Having established that stgRNA loci are capable of undergoing multiple rounds of targeted mutagenesis, we set out to delineate their sequence evolution patterns over time. We hypothesized that we could infer characteristic properties associated with stgRNA sequence evolution by simultaneously investigating many independently evolving cell clones, all of which contain an exactly identical stgRNA sequence to start with (Fig. 3C). We synthesized barcoded plasmid DNA libraries in which the stgRNA sequence was maintained constant while a chemically randomized 16-bp barcode was placed immediately downstream of the stgRNA (Fig. 3A). Six separate DNA libraries were synthesized that encode stgRNAs containing six distinct SDSs of different lengths: 20nt-1, 20nt-2, 30nt-1, 30nt-2, 40nt-1, or 40nt-2 (table S2, constructs 19 to 24). We used a constitutively expressed blue fluorescent protein, EBFP2, to confirm a MOI of ~0.3 so that most of the infected cells should contain single-copy integrants.

Fig. 3 stgRNA sequence evolution analysis.

(A) Schematic of the DNA construct used in building barcoded libraries encoding stgRNA loci. A randomized 16-bp barcode was placed immediately downstream of the stgRNA expression cassette in order to individually tag UBCp-Cas9 cells that contained integrated stgRNA loci. (B) The 16-day time course involved repeated sampling and passaging of cells in order to study sequence-evolution characteristics of stgRNA loci. (C) We lentivirally infected UBCp-Cas9 cells at a MOI ~0.3 so that the dominant population in infected cells contained single genomic copies of 16-bp-barcode–tagged stgRNA loci, which should be independently evolving. (D) The raw number of 16-bp barcodes that were associated with any particular 30nt-1 stgRNA sequence variant was plotted on the y axis for three different time points (day 2, day 6, and day 14).
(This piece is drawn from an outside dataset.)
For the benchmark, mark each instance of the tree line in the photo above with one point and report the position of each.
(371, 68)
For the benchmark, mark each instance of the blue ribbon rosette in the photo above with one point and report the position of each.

Each discrete, aligned sequence is identified by an integer index along the x axis. The starting stgRNA sequence is shown as index 1. (E) A transition probability matrix for the top 100 most frequent sequence variants of the 30nt-1 stgRNA. The color intensity at each (x, y) position in the matrix indicates the likelihood of the stgRNA sequence variant in each row (y) transitioning to a stgRNA sequence variant in each column (x) within the defined time scale (2 days). Because the non–self-targeting sequence variants (which contain mutations in the PAM) do not participate in self-targeting action, the y axis only consists of self-targeting stgRNA variants. The integer index of a stgRNA sequence variant is provided along with a graphical representation of the stgRNA sequence variant, in which a deletion is illustrated with a blank space, an insertion with a red box, and an unmutated base pair with a gray box. The PAM is shown in green. From left to right on the x axis and bottom to top on the y axis, the sequence variants are arranged in order of decreasing distance between the mutated region and the PAM. When the distances are the same, the sequence variants are arranged in order of increasing number of deletions. (F) The percent mutated stgRNA metric is plotted for each of the stgRNAs as a function of time. We observed a reasonably linear range of performance metric for stgRNAs, especially for the longer SDS containing 30nt-1, 30nt-2, 40nt-1, and 40nt-2 stgRNAs (figs. S4 to S7).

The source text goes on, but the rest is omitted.